In Reply to: Re: Oh, blow the lot of you! posted by Jon on January 04, 2006 at 14:36:56:
Sorry, chaps. I'm a non-fiction book editor, and I've been trying to stay out of this debate because it is something I do feel strongly about, tackle all the time in my daily life, and I am worried that I may become the heroine of some such novel as JOY GOES TOO FAR or JOY STICKS HER NECK OUT.
All editing, whether pre- or post-publication, is intended to communicate the author's message to his or her readership as clearly as possible. If that readership is limited in any way (the book is intended principally for children or is to be used as a textbook) and the language may be unfamiliar to part of its audience or outmoded in its use, then there is a very real case for glossing such words or terms or replacing them. Armada (now HarperCollins) did this silently and consistently in the 1960s with its reprints of Malcolm Saville, Elinor Brent-Dyer and Angela Brazil - and doubtless with other authors too. Armada did not point this out to its readership in any way other than by including the words "revised edition" on the copyright page. My 1930s and 1950s school editions of Chaucer, Byron's Don Juan and Spenser's Faerie Queen removed all the "filthy" bits to a handy appendix.
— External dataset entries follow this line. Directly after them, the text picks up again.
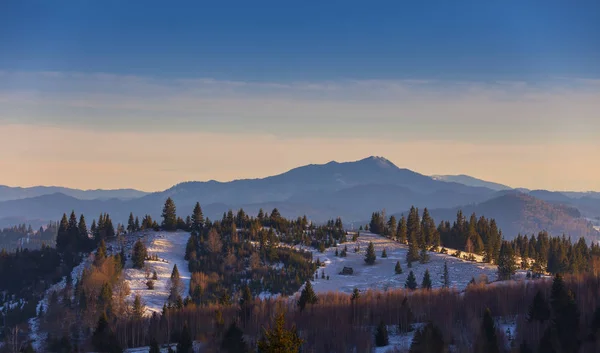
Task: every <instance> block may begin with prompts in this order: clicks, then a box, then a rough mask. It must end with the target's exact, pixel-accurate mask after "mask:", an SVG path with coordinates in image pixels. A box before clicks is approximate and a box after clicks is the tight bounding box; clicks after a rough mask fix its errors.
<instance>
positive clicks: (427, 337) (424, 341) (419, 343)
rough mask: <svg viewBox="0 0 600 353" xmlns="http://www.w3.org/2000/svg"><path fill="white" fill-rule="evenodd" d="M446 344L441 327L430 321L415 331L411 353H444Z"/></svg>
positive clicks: (444, 351) (410, 347)
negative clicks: (422, 326) (440, 328)
mask: <svg viewBox="0 0 600 353" xmlns="http://www.w3.org/2000/svg"><path fill="white" fill-rule="evenodd" d="M445 349H446V345H445V343H444V337H443V335H442V332H441V331H440V329H439V328H438V327H437V326H435V325H434V324H433V323H431V322H429V323H428V324H427V325H425V326H424V327H423V328H421V329H420V330H418V331H417V332H415V335H414V337H413V340H412V342H411V345H410V350H409V352H410V353H443V352H445Z"/></svg>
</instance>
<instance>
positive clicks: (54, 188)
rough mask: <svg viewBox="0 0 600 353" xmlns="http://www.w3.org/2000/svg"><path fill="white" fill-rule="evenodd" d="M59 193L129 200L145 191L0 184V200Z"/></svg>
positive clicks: (40, 195) (5, 199)
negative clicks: (86, 189) (92, 188)
mask: <svg viewBox="0 0 600 353" xmlns="http://www.w3.org/2000/svg"><path fill="white" fill-rule="evenodd" d="M56 193H61V194H65V195H68V196H72V197H74V198H77V199H80V200H94V199H104V200H106V199H113V198H115V199H122V200H130V199H135V198H138V197H142V196H144V195H147V194H148V193H147V192H143V191H139V190H134V189H117V190H100V189H98V190H79V189H71V188H65V187H60V186H34V187H29V188H21V187H11V186H6V185H0V201H8V200H20V199H26V198H31V197H37V196H43V195H49V194H56Z"/></svg>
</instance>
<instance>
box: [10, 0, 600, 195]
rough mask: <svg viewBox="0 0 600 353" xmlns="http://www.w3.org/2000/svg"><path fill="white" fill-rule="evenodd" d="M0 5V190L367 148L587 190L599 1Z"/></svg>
mask: <svg viewBox="0 0 600 353" xmlns="http://www.w3.org/2000/svg"><path fill="white" fill-rule="evenodd" d="M165 4H166V3H164V2H158V1H109V0H105V1H102V2H97V1H81V0H77V1H67V0H65V1H55V2H54V1H53V2H50V1H16V0H14V1H13V0H7V1H2V2H1V3H0V170H1V171H2V173H0V184H5V185H11V186H32V185H61V186H69V187H76V188H93V189H96V188H122V187H132V188H138V189H142V190H146V191H154V190H162V189H166V188H168V187H170V186H171V185H173V184H176V183H178V182H182V181H187V180H210V179H215V180H222V181H227V180H233V179H240V178H254V177H264V176H268V175H273V174H277V173H281V172H284V171H286V170H288V169H291V168H294V167H297V166H300V165H304V164H309V163H326V162H329V161H331V160H337V161H349V160H357V159H361V158H364V157H367V156H370V155H378V156H384V157H386V158H388V159H390V160H391V161H392V162H394V163H395V164H396V165H398V166H399V167H403V168H409V169H412V170H415V171H417V172H420V173H423V174H428V175H431V174H468V175H471V176H474V177H478V178H482V179H486V180H490V181H495V182H500V183H504V184H507V185H511V186H514V187H527V188H532V189H540V188H543V189H550V190H579V191H586V190H597V191H600V163H599V160H600V158H599V157H600V138H599V135H600V115H599V113H598V112H600V2H598V1H581V2H578V3H577V6H573V5H572V4H571V3H569V2H564V1H560V2H559V1H544V2H541V1H539V2H538V1H530V2H523V1H485V2H483V1H461V2H447V1H446V2H443V1H420V2H411V3H409V2H399V1H393V2H392V1H381V2H376V3H371V2H364V1H363V2H354V1H343V2H342V1H318V2H317V1H304V2H297V3H291V2H282V1H254V2H249V1H244V2H241V1H240V2H233V1H222V2H210V3H209V2H178V3H177V6H175V5H173V4H171V5H170V6H167V5H165Z"/></svg>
More recent publications, such as those of Dorita Fairlie Bruce by Girls Gone By publishers, have made it clear that words such as n----- (the George Owdon censor won't let me use the actual word!) and cripple have been replaced in the text because they carry different meanings for the modern (especially the modern young) reader.
I do not see such amendments as a sort of dumbing down but rather as a way of carrying the stories through to a new generation, and ensuring that the message is not obscured by its language. Sorry to sound so heavy about all this.